Each age group encounters specific struggles unique to their age range and environment. But no matter the situation, anxiety, frustration, and loneliness are common symptoms across all sub-groups.
While a mental health crisis has spiked for all, Asian American women faced a notable increase. According to a January 2022 study by the American Psychological Association, Asian American women have the highest rate of suicide among all women over 65.
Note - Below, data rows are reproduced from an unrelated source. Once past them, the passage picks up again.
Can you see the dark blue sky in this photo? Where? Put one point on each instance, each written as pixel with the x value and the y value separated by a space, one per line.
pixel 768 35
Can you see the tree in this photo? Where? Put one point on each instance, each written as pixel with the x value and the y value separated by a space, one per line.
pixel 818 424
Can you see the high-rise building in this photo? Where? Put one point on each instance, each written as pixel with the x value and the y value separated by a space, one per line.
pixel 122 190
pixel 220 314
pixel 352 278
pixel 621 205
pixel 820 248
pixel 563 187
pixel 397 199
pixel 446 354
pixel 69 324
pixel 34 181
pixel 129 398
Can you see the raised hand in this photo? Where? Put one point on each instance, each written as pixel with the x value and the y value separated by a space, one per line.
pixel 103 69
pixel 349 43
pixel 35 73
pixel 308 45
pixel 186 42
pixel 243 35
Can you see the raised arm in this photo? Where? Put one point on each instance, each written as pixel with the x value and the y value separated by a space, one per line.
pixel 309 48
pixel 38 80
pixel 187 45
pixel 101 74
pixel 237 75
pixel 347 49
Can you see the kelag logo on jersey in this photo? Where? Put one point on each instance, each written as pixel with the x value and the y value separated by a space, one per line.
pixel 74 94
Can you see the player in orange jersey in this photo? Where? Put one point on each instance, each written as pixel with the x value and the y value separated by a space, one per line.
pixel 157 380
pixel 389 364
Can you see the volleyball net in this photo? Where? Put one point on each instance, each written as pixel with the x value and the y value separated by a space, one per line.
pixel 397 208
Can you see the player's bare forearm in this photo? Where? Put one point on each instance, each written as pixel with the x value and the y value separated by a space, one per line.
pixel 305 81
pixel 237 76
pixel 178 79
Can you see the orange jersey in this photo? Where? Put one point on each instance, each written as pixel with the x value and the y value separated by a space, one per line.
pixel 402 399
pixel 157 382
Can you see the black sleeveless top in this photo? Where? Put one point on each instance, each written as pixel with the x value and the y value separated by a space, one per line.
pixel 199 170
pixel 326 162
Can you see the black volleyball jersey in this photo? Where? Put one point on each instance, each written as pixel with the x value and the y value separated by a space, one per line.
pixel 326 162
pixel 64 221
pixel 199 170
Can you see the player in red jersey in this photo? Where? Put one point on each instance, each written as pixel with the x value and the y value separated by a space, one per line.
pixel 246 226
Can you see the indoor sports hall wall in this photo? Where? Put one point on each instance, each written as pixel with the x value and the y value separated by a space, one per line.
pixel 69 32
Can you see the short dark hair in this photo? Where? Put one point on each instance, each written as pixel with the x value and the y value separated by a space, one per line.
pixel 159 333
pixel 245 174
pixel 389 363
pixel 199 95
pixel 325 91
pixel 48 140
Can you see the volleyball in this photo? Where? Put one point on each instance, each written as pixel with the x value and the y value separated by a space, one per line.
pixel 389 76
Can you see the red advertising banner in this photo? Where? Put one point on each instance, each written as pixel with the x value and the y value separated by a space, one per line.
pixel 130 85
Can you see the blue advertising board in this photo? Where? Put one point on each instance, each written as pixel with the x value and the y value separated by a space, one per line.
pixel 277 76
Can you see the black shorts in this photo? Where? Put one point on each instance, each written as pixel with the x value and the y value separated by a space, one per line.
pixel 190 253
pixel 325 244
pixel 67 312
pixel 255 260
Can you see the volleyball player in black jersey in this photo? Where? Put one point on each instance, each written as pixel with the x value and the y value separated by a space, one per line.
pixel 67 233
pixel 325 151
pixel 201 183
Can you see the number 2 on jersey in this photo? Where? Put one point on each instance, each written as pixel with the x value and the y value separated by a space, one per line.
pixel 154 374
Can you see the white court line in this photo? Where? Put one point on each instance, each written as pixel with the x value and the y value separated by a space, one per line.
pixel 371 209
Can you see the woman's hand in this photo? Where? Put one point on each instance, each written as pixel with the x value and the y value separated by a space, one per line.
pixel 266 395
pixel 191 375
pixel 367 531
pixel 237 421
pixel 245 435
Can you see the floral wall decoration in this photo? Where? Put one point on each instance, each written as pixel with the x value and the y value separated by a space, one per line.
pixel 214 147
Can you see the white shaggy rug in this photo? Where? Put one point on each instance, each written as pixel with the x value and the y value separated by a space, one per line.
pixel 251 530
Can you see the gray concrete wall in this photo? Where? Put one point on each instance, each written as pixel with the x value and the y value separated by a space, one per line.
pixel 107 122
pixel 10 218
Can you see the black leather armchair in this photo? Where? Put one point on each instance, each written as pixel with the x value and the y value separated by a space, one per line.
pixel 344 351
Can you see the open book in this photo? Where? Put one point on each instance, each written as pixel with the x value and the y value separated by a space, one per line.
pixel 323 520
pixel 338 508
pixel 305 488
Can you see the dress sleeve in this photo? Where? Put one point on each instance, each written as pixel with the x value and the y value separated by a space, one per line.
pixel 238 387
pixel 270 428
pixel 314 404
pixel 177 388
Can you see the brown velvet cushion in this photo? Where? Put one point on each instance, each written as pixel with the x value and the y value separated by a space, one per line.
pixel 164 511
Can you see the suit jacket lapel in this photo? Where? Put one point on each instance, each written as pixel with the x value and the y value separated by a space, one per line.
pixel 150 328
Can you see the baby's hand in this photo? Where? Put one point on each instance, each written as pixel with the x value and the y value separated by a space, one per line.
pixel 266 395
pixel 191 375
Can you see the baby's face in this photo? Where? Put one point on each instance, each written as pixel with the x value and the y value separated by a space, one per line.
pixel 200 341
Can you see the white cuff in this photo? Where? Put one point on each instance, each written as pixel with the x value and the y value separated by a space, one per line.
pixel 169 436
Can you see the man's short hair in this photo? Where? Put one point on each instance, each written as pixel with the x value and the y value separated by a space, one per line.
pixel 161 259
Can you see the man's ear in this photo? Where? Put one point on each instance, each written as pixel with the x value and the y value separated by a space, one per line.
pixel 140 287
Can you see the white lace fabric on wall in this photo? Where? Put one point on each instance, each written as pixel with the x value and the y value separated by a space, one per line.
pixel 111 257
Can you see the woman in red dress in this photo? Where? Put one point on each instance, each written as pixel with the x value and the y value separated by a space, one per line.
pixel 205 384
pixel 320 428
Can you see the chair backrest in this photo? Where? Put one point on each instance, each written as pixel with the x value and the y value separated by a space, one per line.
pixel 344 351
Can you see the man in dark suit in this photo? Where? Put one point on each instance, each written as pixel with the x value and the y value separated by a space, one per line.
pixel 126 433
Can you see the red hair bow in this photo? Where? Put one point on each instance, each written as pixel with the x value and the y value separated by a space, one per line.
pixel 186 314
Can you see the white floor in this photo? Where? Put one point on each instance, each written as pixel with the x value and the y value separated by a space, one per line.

“This age group is a unique one,” said Lee. “Many were immigrants who carried collective trauma from the process of immigration—this reinforces their isolation and loneliness, and neither their native country nor their adopted one truly feels like home.”
“The quality of care for immigrants at that age is also not ideal. Some may struggle to access social benefits due to a lack of status or income during the early years of immigration.”
Separation from family, particularly children, can also be devastating for mothers due to the value of a collective family unit in Asian culture.
“It’s hard for parents to find meaning in life when they’re separated from their children,” said Lee.
Additionally, with life expectancy higher among Asian women than men, many women are often left to shoulder the emotional burden of their family’s estrangement without their spouse. Without any family connection, mothers in this situation often cannot find meaning in their life.
While familial relationships may dictate how Asian women process their mental health, men face a different set of challenges. Gender roles and expectations cause men to suppress their feelings, especially if they’re the family’s breadwinner. The burden of providing for the family, said Lee, leaves no room for vulnerability.
“It’s a common trend to have men brought into the clinic by their wives and families,” said Lee. “It’s not impossible, but it’ll take more time [for men] to overcome [generational stigma] compared to Asian American women.”
How to address and manage stigma
Although it’s challenging to overcome learned habits, environmental influence can help combat existing stigma.
Lee suggests that people look into integrated care—a service model that ICHS specializes in. With integrated care, a patient could go to a clinic and address one issue while also receiving care for other aspects of one’s well-being such as physical, mental, dietary care, and more.
Because an integrated care team offers comprehensive care, said Lee, it can be especially helpful for older Asian Americans because it’s much easier for them to recognize physical issues and symptoms instead of emotional ones. Then, when they come in to have a physical issue examined, mental issues can also be addressed—even in their native tongue.
“As a member of an integrated care team, it’s just as helpful to have behavioral knowledge as it is to have medical knowledge, and to then communicate with a medical care provider to help them understand the physical and mental well-being relationship,” said Lee.
Community can also play a fundamental role in providing mental health care.
“Support groups would be a great choice if seeking professional help is disapproved of in the family or culture” said Lee.
“Nowadays, with technology and social media, it’s much more convenient to find people that share your common values and issues. The benefit of being part of a support group and community is that it eliminates feelings of loneliness, but it also provides an opportunity to learn more about mental health in general. It could even be an entry point to seeking professional mental help on an issue.”
In addition to ICHS’s services, Lee suggested other local nonprofits, such as Chinese Information and Service Center, ICHS Legacy House, or Asian Counseling and Referral Service, that provide community or social activities that cater to Asian adults.
“You don’t have to utilize their individual therapy sessions,” said Lee. “You can still join their group activities to find and connect with other people.”